Lasciamo la città vecchia di Gerusalemme passando dalla porta Nuova e dalla zona greco ortodossa. Entriamo in un laboratorio di ceramica armena (molto rinomata a Gerusalemme) e chiacchieriamo un po’ con la proprietaria intenta a dipingere un vassoio. Compro un piccolo melograno rosso stilizzato, credo che lo appenderò in cucina: qui il melograno abbonda, lo spremono per strada in chioschi improvvisati o puoi mangiarlo in grani già pronti comodamente da un bicchierone (se penso a quanto impiego io a sbucciarne uno e a prepararlo, metà per Marty e metà per Gil… probabilmente hanno qualche macchina che toglie la pellicina gialla alla velocità della luce).

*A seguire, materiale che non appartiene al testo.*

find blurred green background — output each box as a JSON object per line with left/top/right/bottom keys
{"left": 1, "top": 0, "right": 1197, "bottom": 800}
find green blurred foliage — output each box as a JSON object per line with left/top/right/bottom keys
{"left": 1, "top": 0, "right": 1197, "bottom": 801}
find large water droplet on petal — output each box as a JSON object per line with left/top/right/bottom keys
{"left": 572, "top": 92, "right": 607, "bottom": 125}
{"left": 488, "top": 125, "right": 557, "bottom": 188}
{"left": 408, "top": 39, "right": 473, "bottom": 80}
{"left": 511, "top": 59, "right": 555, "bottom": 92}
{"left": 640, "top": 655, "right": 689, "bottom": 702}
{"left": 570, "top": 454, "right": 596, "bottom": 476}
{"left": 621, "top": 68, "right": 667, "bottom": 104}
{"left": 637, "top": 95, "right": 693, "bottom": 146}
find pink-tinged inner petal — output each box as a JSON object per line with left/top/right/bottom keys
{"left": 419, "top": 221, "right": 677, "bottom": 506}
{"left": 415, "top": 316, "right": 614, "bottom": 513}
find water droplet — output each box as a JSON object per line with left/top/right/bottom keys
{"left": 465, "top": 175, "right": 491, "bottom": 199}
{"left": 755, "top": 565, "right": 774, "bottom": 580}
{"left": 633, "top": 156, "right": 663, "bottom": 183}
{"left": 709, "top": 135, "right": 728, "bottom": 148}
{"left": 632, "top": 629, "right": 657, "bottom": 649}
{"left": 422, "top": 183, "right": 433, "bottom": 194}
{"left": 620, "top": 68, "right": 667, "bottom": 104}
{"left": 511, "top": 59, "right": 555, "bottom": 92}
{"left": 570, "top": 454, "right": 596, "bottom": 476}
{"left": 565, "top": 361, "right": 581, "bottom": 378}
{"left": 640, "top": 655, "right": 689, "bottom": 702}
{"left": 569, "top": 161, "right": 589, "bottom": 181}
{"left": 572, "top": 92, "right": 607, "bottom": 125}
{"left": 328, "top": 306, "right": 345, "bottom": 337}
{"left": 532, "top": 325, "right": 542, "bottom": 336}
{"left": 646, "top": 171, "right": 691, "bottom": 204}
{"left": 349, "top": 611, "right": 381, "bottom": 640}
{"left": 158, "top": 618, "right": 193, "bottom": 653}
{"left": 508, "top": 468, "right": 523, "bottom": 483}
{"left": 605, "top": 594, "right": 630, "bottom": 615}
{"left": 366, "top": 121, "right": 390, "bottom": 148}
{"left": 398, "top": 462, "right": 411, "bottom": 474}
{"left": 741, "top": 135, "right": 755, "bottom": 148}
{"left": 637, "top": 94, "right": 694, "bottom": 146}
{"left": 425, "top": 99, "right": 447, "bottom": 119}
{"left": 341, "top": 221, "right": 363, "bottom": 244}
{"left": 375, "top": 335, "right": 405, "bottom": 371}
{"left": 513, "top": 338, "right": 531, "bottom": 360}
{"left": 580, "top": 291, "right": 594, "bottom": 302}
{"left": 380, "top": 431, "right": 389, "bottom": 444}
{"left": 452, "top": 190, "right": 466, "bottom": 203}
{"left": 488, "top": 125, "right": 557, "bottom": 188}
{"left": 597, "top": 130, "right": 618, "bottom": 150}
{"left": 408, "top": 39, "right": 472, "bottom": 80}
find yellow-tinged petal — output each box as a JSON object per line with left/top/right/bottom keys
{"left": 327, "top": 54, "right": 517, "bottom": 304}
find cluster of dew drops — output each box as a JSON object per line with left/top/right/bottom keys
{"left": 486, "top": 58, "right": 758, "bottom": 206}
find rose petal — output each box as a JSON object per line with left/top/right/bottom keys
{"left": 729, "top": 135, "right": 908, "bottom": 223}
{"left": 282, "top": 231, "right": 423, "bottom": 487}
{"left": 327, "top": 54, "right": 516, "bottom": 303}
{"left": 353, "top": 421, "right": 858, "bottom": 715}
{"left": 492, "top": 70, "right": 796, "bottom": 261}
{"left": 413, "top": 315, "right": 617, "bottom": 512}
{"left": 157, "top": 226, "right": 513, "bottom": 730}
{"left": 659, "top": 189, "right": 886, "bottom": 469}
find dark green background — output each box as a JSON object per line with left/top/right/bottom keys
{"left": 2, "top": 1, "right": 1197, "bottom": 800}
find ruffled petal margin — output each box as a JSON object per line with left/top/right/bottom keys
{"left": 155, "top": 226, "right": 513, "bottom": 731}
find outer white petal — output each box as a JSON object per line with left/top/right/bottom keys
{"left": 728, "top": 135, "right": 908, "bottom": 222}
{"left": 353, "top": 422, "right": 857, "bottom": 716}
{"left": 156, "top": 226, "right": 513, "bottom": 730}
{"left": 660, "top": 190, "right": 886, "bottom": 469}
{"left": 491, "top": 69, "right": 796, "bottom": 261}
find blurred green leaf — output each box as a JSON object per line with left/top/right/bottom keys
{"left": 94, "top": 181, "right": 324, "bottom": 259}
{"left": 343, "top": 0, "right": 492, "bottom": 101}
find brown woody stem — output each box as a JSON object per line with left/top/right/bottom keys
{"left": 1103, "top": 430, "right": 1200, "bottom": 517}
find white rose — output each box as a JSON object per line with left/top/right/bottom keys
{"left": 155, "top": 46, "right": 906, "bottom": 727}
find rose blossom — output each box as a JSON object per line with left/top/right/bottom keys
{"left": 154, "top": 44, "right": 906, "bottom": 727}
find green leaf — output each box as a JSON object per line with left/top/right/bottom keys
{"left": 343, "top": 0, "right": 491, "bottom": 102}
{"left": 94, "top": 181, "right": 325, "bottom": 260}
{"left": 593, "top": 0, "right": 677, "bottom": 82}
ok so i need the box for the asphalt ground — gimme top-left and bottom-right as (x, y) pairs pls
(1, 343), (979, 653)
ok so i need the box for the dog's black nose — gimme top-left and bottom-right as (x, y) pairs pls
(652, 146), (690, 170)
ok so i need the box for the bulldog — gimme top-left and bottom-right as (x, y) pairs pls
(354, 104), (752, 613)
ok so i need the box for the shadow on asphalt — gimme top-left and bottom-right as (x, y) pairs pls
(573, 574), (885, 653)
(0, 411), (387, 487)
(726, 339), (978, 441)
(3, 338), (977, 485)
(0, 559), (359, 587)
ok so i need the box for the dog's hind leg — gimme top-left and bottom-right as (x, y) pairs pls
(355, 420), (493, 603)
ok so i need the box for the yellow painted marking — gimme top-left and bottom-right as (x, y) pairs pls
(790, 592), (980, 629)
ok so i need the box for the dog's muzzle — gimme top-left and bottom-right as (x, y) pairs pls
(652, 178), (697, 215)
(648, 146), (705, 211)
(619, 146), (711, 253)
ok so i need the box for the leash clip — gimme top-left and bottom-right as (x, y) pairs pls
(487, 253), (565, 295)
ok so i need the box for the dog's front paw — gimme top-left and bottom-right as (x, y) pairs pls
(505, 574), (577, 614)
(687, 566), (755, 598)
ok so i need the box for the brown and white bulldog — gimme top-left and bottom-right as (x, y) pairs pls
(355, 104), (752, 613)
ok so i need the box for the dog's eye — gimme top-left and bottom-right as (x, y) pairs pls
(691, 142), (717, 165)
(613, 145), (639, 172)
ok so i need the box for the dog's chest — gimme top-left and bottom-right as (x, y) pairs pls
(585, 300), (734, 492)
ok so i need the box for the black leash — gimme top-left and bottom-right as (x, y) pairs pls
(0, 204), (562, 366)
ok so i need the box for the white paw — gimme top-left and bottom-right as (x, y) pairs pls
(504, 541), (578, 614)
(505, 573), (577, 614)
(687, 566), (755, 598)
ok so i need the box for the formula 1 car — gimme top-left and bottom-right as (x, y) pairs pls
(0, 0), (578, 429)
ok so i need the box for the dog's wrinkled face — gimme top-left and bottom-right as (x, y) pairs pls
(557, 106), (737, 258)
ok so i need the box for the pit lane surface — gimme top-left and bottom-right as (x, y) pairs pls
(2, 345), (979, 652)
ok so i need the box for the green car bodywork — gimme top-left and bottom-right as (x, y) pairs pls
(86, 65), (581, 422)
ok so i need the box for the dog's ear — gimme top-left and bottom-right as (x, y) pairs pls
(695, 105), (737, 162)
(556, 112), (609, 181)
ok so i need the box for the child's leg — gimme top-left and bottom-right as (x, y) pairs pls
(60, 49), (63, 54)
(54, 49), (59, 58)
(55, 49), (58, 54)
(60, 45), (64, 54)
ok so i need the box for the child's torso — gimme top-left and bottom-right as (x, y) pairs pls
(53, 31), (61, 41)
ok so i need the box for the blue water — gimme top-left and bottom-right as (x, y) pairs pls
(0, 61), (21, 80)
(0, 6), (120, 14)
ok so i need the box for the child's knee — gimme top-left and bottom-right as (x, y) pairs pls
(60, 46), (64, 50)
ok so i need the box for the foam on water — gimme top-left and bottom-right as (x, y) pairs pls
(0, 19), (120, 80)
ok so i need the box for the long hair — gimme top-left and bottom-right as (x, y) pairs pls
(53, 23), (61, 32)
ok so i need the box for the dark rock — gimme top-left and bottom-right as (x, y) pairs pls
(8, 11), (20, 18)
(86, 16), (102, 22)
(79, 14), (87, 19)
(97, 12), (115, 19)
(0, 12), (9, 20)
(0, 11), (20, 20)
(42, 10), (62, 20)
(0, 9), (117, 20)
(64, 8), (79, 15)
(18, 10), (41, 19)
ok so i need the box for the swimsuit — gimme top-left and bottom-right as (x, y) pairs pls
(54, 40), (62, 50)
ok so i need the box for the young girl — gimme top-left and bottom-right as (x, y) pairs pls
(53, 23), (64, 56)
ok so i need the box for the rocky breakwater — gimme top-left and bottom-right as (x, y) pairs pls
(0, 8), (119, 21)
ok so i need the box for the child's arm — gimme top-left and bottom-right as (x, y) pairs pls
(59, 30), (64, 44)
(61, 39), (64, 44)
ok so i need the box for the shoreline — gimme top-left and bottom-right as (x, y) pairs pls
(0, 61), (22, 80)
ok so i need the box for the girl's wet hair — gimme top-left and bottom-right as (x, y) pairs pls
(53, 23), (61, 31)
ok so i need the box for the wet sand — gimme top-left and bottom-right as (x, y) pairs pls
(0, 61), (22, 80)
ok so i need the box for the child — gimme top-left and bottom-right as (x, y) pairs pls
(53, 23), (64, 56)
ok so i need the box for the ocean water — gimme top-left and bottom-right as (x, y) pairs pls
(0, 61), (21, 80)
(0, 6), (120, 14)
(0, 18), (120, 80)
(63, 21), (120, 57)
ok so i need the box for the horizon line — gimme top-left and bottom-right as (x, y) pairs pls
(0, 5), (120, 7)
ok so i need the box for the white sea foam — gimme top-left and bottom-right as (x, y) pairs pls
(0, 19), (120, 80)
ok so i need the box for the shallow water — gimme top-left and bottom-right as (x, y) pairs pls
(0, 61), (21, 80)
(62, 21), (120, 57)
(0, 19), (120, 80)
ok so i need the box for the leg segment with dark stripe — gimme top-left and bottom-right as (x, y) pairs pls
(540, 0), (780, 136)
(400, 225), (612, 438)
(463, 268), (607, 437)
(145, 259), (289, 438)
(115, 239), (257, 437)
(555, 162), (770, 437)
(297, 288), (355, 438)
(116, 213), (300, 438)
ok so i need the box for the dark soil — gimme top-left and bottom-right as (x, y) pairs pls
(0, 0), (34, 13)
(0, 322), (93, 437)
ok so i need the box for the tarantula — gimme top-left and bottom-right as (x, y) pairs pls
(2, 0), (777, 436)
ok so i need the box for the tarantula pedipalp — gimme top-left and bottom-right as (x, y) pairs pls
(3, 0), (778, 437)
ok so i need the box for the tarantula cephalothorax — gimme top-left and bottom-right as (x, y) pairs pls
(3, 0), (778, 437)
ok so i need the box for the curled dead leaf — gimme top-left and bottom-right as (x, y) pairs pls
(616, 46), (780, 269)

Ci incamminiamo verso l’Abraham Hostel nel silenzio dei tram che non ci sono e tra le frotte di ortodossi che scendono al Muro del Pianto. Entriamo nel quartiere ortodosso Mea Shearim, siamo i soli turisti in un mondo di cappelli e abiti neri, gonne lunghe e copricapi a turbante. Qui nessuno può fare nulla: non si guidano le auto, non si usano i cellulari, gli ascensori funzionano in automatico e si cammina apiedi. Ma anche qui i bambini sono pur sempre bambini: giocano a saltare alla corda sulle strade vuote chiuse al traffico. È impossibile parlare con qualcuno: chi fermi sostiene di parlare solo yiddish.
Intanto abbiamo deciso di confermare a Adnam la giornata insieme: gli mando un messaggio, appuntamento domattina alle 9. Usciamo per cena, lo Shabbat sta finendo e i primi ristoranti attorno e nel mercato Mahane Yehuda si affollano.
Le serrande ancora abbassate sono quelle delle altre bancarelle, quelle che rendono celebre questo mercato per la frutta, la verdura, il pesce… Ma è meglio così: in questo modo possiamo ammirare i disegni che le decorano.
Mangiamo in un ristorante, tra i local che hanno terminato lo Shabbat, mentre per noi volge al termine il primo giorno intenso giorno a Gerusalemme.